Ему стало хорошо и прочно, ничто не страшило ни в воспоминаниях, ни в окружающем, ни в том, что ждало впереди. И славно так из глубины памяти наплывала на высеребренный месяцем полевой простор горбатая Басманная с церковкой Петра и Павла, с хоромами московской знати и с тем желтым двухэтажным домиком, где он снимал мрачноватую — густые липы за окнами застили свет, — но теплую и какую-то печально-уютную квартиру. Ну, усилься еще немного, напрягись, Фет, и вот ты уже не один.

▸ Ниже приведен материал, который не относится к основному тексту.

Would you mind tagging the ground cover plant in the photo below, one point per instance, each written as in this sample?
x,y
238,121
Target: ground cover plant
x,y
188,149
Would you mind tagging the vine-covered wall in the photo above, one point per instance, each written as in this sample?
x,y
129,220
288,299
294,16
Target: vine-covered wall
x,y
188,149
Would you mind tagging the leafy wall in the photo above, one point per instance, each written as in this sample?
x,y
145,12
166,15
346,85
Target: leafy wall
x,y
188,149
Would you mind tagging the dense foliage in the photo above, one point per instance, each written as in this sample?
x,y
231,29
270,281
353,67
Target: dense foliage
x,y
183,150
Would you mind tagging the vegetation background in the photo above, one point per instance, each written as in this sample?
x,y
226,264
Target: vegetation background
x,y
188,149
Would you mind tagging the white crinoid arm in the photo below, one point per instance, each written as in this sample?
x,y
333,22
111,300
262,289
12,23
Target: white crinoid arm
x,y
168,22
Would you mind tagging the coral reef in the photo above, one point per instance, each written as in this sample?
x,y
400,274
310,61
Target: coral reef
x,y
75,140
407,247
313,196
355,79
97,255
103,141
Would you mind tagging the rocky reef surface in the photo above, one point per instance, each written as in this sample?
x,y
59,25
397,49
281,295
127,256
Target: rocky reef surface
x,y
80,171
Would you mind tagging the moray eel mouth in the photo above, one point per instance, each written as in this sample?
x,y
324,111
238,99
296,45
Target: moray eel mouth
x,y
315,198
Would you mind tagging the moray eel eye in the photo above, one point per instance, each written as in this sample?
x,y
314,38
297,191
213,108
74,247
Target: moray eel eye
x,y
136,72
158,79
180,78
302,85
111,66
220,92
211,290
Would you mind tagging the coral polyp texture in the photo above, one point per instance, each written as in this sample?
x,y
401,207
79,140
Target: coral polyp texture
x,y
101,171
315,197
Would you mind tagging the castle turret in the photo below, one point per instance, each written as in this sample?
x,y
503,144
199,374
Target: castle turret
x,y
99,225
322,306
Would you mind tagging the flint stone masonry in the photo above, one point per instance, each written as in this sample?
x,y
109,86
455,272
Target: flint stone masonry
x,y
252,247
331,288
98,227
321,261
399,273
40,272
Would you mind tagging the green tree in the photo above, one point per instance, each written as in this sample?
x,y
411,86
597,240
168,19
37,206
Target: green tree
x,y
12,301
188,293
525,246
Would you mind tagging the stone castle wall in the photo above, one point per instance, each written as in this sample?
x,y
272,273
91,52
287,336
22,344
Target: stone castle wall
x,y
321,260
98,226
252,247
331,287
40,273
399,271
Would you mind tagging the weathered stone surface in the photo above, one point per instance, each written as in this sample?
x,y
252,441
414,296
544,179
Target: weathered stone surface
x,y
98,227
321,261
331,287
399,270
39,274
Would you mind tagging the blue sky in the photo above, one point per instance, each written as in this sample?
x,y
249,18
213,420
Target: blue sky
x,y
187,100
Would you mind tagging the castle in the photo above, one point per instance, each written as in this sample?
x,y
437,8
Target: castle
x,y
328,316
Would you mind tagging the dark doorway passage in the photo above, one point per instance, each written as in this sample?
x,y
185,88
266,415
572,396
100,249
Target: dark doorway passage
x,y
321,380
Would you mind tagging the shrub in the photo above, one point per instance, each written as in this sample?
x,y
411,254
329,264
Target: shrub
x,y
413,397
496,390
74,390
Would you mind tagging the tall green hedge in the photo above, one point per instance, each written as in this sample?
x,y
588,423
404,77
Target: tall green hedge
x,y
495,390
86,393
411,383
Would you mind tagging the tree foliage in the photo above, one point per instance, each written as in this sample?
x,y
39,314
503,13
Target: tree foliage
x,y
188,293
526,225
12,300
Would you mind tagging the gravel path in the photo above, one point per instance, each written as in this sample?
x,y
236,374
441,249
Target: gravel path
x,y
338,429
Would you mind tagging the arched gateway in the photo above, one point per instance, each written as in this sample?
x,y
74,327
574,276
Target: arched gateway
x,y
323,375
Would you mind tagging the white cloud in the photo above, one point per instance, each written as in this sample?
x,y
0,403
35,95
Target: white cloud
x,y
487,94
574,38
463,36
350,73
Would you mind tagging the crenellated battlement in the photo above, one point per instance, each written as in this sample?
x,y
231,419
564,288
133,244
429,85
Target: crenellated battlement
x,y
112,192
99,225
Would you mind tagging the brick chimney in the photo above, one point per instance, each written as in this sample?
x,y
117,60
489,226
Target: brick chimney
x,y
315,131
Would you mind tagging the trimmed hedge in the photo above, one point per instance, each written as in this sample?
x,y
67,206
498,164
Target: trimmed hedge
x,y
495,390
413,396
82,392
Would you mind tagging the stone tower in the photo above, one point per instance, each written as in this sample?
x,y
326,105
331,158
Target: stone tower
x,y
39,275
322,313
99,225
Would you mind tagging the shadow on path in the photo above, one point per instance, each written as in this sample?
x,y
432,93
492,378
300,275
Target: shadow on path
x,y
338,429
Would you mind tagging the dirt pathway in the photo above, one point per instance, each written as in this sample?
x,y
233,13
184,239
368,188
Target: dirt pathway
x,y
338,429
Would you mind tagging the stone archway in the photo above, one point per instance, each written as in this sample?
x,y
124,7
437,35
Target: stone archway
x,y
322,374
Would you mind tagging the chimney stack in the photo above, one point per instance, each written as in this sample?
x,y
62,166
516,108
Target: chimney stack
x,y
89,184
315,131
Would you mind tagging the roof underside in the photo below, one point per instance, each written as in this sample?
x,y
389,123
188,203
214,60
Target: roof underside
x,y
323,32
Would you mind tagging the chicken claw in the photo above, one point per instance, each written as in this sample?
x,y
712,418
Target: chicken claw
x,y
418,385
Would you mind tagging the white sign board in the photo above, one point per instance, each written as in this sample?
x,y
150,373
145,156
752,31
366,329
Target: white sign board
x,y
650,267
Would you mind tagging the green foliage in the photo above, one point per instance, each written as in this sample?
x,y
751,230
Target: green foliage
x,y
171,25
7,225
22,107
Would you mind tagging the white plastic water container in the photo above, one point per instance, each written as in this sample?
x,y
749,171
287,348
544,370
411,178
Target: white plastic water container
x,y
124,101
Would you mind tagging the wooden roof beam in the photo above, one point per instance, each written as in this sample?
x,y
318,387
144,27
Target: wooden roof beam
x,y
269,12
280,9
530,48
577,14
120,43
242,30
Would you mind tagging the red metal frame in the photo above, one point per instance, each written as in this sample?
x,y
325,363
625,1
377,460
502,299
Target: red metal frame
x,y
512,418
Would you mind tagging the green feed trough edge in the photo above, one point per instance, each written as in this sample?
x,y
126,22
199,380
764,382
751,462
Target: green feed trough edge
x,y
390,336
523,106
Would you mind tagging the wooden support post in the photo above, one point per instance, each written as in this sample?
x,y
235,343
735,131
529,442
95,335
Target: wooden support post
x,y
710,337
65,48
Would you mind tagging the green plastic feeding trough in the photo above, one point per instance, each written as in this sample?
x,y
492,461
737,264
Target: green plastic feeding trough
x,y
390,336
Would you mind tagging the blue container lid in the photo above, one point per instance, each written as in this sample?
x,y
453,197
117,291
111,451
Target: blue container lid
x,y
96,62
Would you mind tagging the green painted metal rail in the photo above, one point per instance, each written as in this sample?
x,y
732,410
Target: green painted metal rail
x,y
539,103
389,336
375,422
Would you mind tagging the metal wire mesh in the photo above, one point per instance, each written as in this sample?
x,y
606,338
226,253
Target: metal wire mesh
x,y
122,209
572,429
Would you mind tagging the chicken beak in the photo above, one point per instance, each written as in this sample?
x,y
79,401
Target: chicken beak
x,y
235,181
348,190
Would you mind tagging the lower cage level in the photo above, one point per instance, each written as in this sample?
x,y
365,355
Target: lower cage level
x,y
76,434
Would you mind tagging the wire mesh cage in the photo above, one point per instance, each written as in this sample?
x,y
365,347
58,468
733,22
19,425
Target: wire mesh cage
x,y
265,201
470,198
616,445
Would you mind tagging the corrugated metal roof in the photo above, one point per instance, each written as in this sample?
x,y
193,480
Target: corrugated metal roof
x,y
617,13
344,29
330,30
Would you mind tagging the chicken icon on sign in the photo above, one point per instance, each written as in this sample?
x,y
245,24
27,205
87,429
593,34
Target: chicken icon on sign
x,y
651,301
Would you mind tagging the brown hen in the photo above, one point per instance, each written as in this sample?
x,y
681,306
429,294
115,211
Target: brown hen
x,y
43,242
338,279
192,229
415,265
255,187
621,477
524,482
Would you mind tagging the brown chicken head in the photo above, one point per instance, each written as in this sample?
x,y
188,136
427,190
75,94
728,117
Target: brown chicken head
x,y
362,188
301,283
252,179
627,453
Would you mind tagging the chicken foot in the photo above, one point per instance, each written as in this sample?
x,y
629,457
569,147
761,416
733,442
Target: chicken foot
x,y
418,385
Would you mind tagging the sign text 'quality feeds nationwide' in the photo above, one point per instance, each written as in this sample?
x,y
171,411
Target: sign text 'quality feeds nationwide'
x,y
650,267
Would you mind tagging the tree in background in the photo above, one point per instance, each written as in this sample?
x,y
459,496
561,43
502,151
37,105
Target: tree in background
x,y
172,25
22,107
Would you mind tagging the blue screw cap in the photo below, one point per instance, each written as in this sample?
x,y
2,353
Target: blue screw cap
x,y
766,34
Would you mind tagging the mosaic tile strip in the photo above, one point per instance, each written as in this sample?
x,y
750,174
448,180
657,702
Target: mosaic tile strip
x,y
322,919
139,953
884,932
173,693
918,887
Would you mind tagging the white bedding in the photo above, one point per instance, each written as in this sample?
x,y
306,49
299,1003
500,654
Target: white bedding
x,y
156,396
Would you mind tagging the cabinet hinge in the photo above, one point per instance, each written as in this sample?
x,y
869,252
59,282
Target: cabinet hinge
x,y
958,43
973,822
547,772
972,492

Он неслышно приблизился и стал за спиной, отчетливо ощутимый теплом тела и дыханием, шевелящим волосы на затылке, милый друг юности, самый дорогой и близкий человек всей его жизни. Сколько потом было преданных, добрых, умных друзей, а как с Аполлоном Григорьевым, ни с кем не было. То бесхитростное доверие, душевное понимание, что связали их в юности, остались с ними навсегда. В черные дни Наденькиной болезни Григорьев приносил на Басманную утешение и радость. Только дай клич, и — гитара за спину — Григорьев спешит из далекого Замоскворечья через пол-Москвы. У него не было денег на извозчика, и он топал пешком с Малой Полянки через оба Каменных моста, промахивал Моховую, Охотный ряд, Театральную площадь, Театральный проезд, Лубянскую площадь, длиннющую Мясницкую и мимо Красных ворот попадал на горбатую Басманную. Немалое путешествие! Этак выйдешь засветло, а доберешься при фонарях.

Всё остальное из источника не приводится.